Mendoza v. Nordstrom (Supreme Court of California)

In Mendoza v. Nordstrom, the Plaintiff filed suit against their employer, Defendant Nordstrom, for failure to grant the statutorily guaranteed day of rest after 7 days of work.  The Ninth Circuit Court of Appeals requested that the California Supreme Court answer three questions to help them in the decision of the case on appeal: 

1.  Is the day of rest calculated by the workweek, or is it granted on a rolling basis to any seven-day consecutive period?

2.  Does the exemption for day of rest apply to an employee who works six hours or less on any one day, or must the employee work six hours or less on each and every day of the week?

3.  What does it mean for an employer to “cause” an employee to go without a day of rest- is it by force, by coercion, pressure, encouraged with reward, etc.?

Both the California State Legislature and the IWC revised their interpretations of the work week throughout the past few decades to ensure that the regulation regarding the days of work was on a weekly, non-rolling basis.  Therefore, a workweek begins on the same calendar day each week, and proceeds for seven consecutive days at a fix and at a regularly recurring period of seven consecutive 24-hour days.  The day of rest guarantee is not absolute, in allowing for emergencies and excluding certain categories of work that demand alternate work schedules.  The Legislature also concluded that employees can have the rest days spaced out differently within a calendar month, if they receive the number of calendar days worked divided by seven. 

In terms of the daily limit of hours in the calculation of exemption from day of rest guarantees, the Court concluded that the Plaintiffs Mendoza and Gordon were correct, in that the exemption only applies to an employee who works six hours or less on each and every day of the workweek.  Had the exemption been the way Nordstrom interpreted it, to be at least one day of labor that was six hours or less, the weekly limit of 40 hours of work would be exceeded, if on seven days an employee worked over 6 hours, they would have worked 42 hours within a week and be owed overtime payment.

Lastly, the word “cause” was settled to mean that an employer should not implicitly or explicitly make it clear to their employees that working without a day of rest will result in benefits, rewards, promotions, etc., thereby motivating employees to work every day of the week.  An employer is obligated to explain to employees the day of rest entitlement, but beyond that is to remain impartial as to whether that day of rest is taken.  If an employee decides by their own will to work a seventh consecutive day, the employer is not liable.

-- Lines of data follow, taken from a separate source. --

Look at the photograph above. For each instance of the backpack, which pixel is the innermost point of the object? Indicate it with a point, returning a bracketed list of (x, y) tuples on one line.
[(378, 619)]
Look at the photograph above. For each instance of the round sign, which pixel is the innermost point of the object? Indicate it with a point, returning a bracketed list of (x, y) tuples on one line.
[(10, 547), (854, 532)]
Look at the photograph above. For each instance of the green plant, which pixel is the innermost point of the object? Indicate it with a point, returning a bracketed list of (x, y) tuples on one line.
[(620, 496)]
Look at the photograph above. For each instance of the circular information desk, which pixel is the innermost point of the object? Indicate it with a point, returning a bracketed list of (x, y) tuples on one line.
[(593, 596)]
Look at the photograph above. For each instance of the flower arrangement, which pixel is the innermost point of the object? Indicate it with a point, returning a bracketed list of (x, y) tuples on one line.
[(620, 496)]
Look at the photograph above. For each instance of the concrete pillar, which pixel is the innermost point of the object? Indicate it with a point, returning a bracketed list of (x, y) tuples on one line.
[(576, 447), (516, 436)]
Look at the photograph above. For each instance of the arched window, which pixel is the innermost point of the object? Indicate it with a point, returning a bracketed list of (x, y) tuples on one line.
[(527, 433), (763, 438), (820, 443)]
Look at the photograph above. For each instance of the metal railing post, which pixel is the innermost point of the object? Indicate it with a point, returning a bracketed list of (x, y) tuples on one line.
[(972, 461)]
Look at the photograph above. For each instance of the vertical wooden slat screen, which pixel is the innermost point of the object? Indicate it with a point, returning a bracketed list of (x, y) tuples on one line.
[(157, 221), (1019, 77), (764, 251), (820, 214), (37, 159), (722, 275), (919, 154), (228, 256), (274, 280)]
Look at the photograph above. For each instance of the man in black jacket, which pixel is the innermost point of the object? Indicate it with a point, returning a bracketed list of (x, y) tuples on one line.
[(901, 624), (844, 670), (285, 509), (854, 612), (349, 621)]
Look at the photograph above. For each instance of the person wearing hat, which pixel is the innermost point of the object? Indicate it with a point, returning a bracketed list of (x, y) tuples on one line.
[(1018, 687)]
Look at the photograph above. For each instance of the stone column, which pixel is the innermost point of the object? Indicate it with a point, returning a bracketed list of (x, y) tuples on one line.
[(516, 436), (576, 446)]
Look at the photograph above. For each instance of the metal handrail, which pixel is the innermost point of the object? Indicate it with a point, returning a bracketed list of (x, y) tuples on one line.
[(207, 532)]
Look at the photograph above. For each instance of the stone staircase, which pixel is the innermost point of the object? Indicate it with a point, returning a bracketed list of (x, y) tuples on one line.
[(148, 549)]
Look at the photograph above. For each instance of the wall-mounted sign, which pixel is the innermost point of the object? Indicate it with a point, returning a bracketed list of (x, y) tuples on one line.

Based on the reasons aforementioned, the Court found in favor of the Defendant, Nordstrom. 

See: California Labor Code Sections 551 and 552

551. Every person employed in any occupation of labor is entitled to one day’s rest therefrom in seven.

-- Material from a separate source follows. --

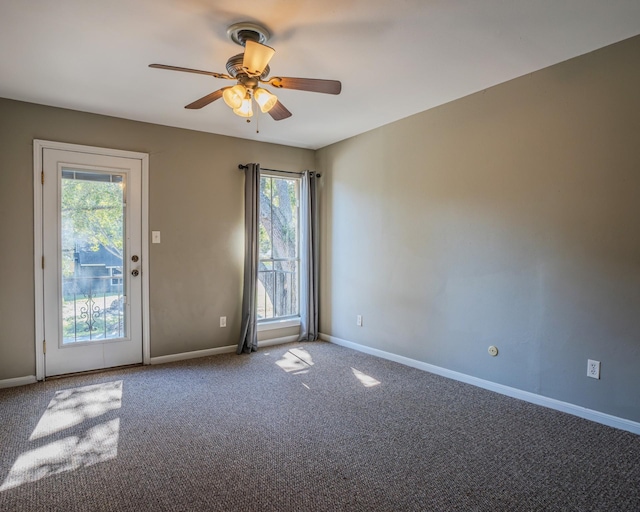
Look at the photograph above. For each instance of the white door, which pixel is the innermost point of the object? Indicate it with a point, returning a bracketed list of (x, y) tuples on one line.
[(91, 239)]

552. No employer of labor shall cause his employees to work more than six days in seven.

Application: Employers cannot imply that working a seventh consecutive day will benefit the employee, but an employee can individually choose to forgo the day of rest, sans intimidation or coercion by the employer.  In order to be exempt from the day of rest, an employee cannot work more than six hours on each and every day in a consecutive seven day workweek.